From Magic: The monument is a bowl barrow located at the summit of Kinderlow in the western gritstone moorlands of Derbyshire. It includes a steep-sided sub-circular mound measuring 17.5m by 15m and standing c.2m high. A gritstone kerb is visible in the edges of the mound and there is a modern walker’s cairn on the summit. The monument has not been excavated and so cannot be precisely dated, but its form and hilltop location assign it to the Bronze Age.

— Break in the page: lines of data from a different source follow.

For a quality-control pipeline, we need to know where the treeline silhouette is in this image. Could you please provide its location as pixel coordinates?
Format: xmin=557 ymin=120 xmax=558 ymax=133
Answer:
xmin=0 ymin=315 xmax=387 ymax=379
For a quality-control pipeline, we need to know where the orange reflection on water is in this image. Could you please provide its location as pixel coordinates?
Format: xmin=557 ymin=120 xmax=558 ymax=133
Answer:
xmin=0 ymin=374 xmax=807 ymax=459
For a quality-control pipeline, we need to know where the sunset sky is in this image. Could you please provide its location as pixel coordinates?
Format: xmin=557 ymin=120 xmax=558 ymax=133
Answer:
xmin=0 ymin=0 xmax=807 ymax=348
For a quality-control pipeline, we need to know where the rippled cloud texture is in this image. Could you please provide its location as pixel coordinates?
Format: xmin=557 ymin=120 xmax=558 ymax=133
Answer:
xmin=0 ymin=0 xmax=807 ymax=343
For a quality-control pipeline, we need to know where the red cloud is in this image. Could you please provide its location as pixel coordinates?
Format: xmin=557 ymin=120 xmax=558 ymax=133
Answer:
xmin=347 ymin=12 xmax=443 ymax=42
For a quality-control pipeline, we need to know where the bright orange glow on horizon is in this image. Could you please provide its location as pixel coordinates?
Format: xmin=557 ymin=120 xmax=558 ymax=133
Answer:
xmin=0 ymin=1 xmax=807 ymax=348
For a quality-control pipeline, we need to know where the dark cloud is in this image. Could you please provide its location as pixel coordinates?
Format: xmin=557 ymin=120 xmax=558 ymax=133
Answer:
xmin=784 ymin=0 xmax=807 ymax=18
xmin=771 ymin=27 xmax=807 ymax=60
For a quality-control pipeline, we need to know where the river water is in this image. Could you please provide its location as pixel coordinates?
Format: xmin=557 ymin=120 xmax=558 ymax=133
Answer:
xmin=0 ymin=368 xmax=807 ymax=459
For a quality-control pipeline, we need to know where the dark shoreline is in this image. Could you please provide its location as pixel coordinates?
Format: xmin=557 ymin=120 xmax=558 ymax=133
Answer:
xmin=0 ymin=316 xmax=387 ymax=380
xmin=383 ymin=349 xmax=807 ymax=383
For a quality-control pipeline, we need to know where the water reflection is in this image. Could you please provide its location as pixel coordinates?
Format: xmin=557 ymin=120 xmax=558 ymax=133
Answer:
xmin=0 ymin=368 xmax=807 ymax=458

It is currently being restored by NT/Peak District National Park Authority to repair erosion damage.

Folklore

Kinderlow
Cairn(s)

... A later generation than the old wife has been known to pour out a libation of good red port to “whatever gods may be,” during the exhilaration which followed reaching the highest point of our county – the cairn on Kinderlow. There was folk lore in this too. The climbers were of a hard, sceptical kind, believing in nothing, not even in themselves, yet they wasted good wine on this ritual. There on the top, against the sky, the present day world had dropped away and there was a feeling of being surrounded by they know not what elemental forces moulding the timeworn world.

Derbyshire Advertiser and Journal, 30th April 1920.

Folklore

Kinderlow
Cairn(s)

I would imagine the cavern mentioned could be Kinder Low cavern, very near to this cairn.

At a meeting of the Society of Manchester Scientific Students, Sept. 27, 1882, the members visited Hayfield. On leaving Hayfield railway station the party proceeded to the edge of Leygate Moor. From thence they reached the Old Oak wood near the lower house. A short walk from here is the Downfall. Near here is the Mermaid’s Pool, of which the natives have a tradition that a beautiful woman lives in the side of the Scout; that she comes to bathe every day in the Mermaid’s Well, and that the man who has the good luck to behold her bathing will become immortal and never die. The old people of Hayfield, moreover, tell a long story of a man who, sometime in the last century, went from Hayfield over the Scout, and was lucky enough to meet this mountain nymph, by whom he was conducted to a cavern hard by. Tradition adds that she was pleased with this humble mortal, and that he lingered there some time, when she conferred on him the precious gift of immortality.

From the Notes and Queries section of v1/n1 of the Folk-Lore Journal (1883).